March 22, 2010
A married couple seeing me for counseling a while back asked me, “What do we do when, after things have been going great, we have a fight and suddenly everything looks bad again? How do we get back to the good feeling?”
I answered by telling them about my wife Shelley. A golden-aura’d soul who’s given me so much love and delight (and joy!) for almost 10 years now, Shelley once handed me a little stone, and said, “This is a Gratitude Rock. Every day, hold it and think of all the things you’re grateful for”. So I do. Every morning, after sitting up in bed and revving up the mental gears with thoughts of all I have to do that day, I stand up and reach for the rock. I hold it only for about 5- 10 seconds or so. And my perspective is gently jolted from all-I-gotta-do, to look-at-all-I-got!
Then I’m more awake.
I said to this couple, “Look at all you have to be grateful for! The two of you are alive; you have your health! You have each other. A beautiful child who’s also healthy! A roof over your head. Clothes to wear and plenty of food to eat. You happen to be living in the most blessed nation the world has ever known, at a remarkable time in history. Why, compared with the other 8 billion other souls on the planet, you’re sitting on top of the world!
“So next to all this, exactly how important was that thing you were arguing about?”
The following session they came in reporting how useful this had been for them that week.

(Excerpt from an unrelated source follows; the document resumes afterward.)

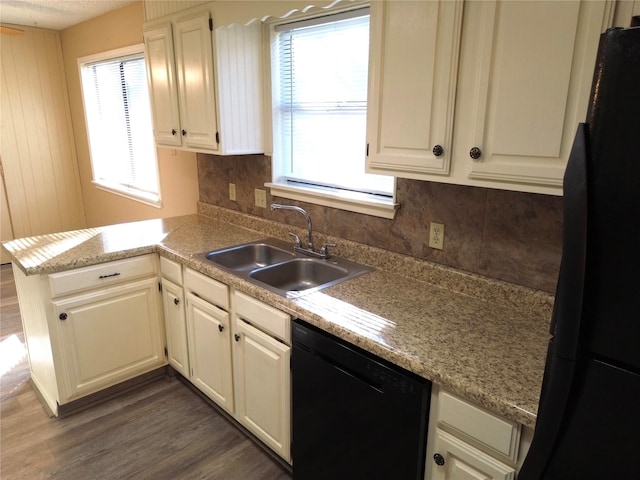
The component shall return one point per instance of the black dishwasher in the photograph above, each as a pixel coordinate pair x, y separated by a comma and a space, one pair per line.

Try it yourself. This spring, go to your park or garden and pick out a stone. (Or better — one for you, and one for a friend). And place your Gratitude Rock where you can see it when you get out of bed in the morning. Pick it up, and remember your blessings.
I call this Radical Gratitude.
Merriam-Webster’s Online Dictionary defines “radical” as: “…Designed to remove the root of a disease… Marked by a considerable departure from the usual or traditional.”

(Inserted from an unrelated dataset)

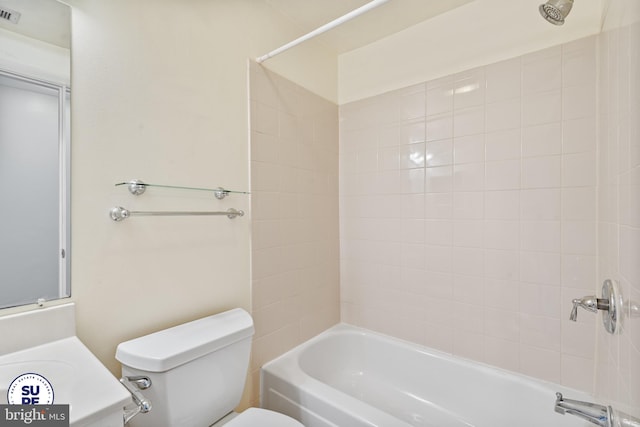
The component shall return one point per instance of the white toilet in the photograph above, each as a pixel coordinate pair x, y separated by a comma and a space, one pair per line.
197, 371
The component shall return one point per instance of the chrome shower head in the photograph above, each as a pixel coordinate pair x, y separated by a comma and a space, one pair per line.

So what makes this kind of gratitude radical is: It can grab you down at the root of your joylessness and pull you up out of it. You depart from “the usual or traditional” way of being, which is based on getting or fearing. (Notice our language: Depressed, angry and scared are things we get – as in, “I got depressed”; “You’re getting me angry”; “I’m getting scared” etc. Thanks is something you give.) The result is your perception can suddently shift from the problems you have to the blessings you have.

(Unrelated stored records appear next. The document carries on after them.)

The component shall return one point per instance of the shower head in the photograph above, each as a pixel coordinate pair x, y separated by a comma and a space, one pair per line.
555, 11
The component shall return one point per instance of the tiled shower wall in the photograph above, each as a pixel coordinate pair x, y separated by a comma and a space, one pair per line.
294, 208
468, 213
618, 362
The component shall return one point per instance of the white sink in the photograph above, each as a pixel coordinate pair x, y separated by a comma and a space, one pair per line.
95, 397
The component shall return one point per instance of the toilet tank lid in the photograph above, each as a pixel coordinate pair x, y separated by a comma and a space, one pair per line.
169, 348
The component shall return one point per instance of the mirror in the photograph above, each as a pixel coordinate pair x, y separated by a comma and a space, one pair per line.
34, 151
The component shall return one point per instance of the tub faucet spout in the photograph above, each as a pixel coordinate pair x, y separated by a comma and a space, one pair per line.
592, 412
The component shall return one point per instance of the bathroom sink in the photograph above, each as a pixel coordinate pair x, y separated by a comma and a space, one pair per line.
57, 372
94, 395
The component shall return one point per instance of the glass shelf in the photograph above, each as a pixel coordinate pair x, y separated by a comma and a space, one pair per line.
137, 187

Gratitude is radical when you place it up front: you give thanks first and often. When I pray, I turn my prayers into a series of “Thank you’s!” As in, “Thank you for this day! Thank you for my life! Thank you for my health! Thank you for my sleep! Thank you for my friends and my family! My home and my neighborhood and my nation! And for all the opportunities to be of service to people!”
You feel joy when you give it, so each day the first thing you can give is: Thanks.